Having studied AI in university, she was always interested in user adoption and human computer interaction. “I did my PhD on something called motivational user interfaces, which was an interesting collision of psychology and technology,” she says. Her main questions with it were: “What motivates people? How do you get increased user adoption? How do you design technologies so that they’re easier to use?”
She likes to bring “a reality check to some of the hype” around technology and one of her mottos is, “Know thy user for they are not yourself.” It is, she said, a good guiding principal to have for technologists who might have a tendency to forget about the importance of communicating their “brilliant” ideas to their user base.

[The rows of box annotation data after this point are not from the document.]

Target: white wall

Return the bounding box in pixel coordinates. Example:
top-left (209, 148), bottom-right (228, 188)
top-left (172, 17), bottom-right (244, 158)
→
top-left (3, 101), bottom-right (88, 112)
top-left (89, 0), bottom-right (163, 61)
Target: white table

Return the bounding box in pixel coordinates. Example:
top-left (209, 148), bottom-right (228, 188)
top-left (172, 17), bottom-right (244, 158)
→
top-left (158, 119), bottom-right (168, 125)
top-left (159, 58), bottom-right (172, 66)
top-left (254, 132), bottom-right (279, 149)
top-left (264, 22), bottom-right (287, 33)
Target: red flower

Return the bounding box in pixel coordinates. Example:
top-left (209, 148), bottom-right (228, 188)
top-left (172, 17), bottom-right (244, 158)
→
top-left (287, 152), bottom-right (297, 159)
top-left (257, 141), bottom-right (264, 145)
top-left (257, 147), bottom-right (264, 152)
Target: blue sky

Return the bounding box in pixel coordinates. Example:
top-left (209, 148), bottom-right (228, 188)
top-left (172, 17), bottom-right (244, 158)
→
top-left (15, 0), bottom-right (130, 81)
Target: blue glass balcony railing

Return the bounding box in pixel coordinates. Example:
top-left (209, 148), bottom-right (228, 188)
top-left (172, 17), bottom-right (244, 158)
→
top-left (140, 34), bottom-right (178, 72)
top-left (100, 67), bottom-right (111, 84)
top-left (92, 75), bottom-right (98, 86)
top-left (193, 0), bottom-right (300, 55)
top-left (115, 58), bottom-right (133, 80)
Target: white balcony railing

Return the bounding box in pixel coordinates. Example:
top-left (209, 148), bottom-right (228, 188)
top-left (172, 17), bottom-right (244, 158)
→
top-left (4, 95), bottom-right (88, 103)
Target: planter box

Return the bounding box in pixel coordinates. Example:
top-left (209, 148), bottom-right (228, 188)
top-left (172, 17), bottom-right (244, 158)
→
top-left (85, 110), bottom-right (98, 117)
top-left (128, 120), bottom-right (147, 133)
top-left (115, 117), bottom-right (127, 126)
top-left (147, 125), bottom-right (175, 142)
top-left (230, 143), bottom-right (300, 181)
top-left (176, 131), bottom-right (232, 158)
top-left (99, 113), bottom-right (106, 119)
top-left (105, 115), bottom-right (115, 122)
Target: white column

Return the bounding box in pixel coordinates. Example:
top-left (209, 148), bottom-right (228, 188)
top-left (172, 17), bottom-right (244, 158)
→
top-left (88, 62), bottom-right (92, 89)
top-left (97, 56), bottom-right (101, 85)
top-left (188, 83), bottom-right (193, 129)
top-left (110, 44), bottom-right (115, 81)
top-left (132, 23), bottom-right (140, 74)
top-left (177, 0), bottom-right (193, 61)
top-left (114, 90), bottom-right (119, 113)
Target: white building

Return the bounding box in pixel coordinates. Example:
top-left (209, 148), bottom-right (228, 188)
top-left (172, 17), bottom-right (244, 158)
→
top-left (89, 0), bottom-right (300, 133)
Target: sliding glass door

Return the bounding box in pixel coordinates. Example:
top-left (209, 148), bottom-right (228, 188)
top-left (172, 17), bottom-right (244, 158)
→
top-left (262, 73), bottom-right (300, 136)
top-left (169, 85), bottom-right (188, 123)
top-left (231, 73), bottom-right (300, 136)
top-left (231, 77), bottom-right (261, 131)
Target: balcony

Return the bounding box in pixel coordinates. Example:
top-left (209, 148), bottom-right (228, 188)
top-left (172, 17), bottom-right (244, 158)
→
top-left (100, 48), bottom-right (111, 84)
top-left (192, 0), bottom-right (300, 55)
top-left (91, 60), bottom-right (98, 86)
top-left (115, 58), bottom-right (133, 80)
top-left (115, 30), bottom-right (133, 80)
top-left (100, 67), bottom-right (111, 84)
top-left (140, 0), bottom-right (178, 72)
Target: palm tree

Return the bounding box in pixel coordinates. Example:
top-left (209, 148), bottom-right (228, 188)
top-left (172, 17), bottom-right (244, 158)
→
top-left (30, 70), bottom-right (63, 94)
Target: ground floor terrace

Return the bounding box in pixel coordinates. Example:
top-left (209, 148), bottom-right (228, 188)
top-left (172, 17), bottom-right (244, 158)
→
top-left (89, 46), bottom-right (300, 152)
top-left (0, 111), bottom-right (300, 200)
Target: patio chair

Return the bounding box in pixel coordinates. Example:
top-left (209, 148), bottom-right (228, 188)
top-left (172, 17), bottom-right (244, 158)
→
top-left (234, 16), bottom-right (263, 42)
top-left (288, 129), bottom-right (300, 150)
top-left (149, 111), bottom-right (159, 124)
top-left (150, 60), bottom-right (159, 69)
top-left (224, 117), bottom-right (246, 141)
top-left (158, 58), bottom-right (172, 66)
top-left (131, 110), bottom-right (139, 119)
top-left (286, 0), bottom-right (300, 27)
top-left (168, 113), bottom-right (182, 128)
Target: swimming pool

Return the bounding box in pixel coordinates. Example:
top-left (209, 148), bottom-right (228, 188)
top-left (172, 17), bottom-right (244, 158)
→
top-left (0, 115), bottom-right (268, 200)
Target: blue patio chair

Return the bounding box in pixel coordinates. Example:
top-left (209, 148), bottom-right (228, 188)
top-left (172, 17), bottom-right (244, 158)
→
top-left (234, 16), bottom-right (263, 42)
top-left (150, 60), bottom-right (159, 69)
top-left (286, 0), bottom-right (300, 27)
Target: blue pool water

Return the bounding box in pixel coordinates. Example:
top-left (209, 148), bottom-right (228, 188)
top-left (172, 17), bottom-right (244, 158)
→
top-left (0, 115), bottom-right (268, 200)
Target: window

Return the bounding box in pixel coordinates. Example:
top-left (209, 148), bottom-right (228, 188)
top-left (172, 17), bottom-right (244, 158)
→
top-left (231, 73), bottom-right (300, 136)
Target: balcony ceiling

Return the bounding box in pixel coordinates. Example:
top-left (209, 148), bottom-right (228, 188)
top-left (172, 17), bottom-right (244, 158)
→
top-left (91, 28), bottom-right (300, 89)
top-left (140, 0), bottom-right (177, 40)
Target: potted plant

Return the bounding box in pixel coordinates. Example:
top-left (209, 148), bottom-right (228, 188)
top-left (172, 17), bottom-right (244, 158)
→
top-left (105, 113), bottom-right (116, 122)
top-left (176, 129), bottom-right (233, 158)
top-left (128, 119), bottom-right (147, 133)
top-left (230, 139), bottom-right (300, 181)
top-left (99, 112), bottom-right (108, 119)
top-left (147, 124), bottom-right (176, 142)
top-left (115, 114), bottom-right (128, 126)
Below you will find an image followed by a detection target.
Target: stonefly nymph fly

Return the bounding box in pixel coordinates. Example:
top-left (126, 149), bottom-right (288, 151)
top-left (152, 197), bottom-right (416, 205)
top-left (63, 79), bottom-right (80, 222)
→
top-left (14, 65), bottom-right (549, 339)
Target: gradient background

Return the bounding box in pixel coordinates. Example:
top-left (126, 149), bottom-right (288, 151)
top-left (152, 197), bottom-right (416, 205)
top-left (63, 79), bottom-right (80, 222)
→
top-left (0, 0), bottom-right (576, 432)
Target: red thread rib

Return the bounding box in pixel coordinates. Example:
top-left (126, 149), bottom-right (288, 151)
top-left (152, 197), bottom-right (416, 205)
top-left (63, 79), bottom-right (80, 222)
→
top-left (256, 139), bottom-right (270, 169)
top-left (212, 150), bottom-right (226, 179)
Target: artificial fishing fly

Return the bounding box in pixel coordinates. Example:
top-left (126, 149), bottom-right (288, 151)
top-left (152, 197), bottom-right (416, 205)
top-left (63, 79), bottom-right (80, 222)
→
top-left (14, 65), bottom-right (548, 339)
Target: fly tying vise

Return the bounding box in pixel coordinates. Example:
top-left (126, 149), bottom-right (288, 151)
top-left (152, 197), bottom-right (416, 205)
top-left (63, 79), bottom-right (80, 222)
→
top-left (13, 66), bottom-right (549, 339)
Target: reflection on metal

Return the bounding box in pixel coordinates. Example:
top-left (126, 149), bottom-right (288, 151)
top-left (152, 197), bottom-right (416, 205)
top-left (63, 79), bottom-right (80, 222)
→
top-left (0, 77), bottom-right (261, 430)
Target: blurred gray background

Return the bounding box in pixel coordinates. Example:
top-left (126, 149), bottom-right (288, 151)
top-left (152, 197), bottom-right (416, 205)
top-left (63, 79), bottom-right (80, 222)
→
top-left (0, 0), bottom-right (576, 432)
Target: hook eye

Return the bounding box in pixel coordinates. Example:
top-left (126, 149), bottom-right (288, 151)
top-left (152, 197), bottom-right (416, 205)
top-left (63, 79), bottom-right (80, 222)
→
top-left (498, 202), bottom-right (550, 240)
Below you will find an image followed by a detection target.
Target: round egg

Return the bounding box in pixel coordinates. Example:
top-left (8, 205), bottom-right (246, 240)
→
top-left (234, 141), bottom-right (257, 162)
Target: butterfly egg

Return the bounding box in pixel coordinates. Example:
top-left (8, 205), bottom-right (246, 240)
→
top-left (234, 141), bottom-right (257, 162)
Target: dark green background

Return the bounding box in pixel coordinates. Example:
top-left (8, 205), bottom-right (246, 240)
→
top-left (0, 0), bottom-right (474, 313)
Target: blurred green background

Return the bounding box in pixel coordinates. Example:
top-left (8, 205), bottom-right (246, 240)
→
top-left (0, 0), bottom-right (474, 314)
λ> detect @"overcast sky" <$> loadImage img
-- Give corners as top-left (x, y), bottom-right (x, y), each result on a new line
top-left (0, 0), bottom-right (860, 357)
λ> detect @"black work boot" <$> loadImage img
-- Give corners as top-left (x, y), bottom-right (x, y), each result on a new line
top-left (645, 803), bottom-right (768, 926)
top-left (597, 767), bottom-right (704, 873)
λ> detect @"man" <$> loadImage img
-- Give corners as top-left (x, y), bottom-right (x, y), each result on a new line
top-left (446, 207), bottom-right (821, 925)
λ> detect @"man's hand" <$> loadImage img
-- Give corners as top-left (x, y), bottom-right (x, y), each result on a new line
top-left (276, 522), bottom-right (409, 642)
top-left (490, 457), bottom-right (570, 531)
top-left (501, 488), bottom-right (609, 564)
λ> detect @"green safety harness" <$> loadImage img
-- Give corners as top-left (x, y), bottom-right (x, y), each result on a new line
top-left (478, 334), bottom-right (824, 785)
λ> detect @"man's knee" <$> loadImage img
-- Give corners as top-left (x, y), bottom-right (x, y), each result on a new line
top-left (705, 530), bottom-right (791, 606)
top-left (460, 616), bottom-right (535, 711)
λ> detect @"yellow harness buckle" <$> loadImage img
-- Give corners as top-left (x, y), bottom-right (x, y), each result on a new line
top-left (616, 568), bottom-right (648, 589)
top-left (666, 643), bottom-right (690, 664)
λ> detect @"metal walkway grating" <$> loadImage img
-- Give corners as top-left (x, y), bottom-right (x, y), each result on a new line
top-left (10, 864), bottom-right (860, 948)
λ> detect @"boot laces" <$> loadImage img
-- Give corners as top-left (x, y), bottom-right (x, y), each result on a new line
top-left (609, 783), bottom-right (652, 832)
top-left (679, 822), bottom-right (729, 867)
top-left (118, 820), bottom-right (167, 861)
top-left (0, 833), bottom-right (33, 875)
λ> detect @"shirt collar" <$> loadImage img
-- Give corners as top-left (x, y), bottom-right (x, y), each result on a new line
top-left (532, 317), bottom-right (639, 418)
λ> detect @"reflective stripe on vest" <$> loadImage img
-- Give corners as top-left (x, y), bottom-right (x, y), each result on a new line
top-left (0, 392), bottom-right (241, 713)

And, even if ideas fail at the test stage, failure can lead to lessons being learned. Like Tomescu, one lesson Millard would like to see STEM professionals take on board is diversity. “I think we do definitely need a lot more gender diversity in tech, for a start, and not just gender diversity, everything, to be honest, because we know that more diverse teams tend to be a lot more innovative for a start.”
Another is storytelling and learning to hook people in with “human stories” rather than making them sit through tedious presentations full of graphs and statistics. Millard explained that the business leaders she deals with can be interested in technology but also confused by it at the same time.
“I think there’s a disconnect. Certainly, our research is showing that there is a disconnect between the excitement in the technology world with some of this tech and it’s not mirrored necessarily by excitement in the business world. So, a lot of the hyped technologies aren’t really hitting home with business leaders, because they don’t know what they could do for them.”
Millard’s job is all about explaining tech tools in simple terms to businesspeople, telling them in plain English what impact they will have on their business operations, on their employees and on their future bottom lines.
“It’s really about trying to articulate a lot of these ideas in terms of stories, and if it’s appropriate, not always, but we try and bring some humour to it as well and have a bit of fun.”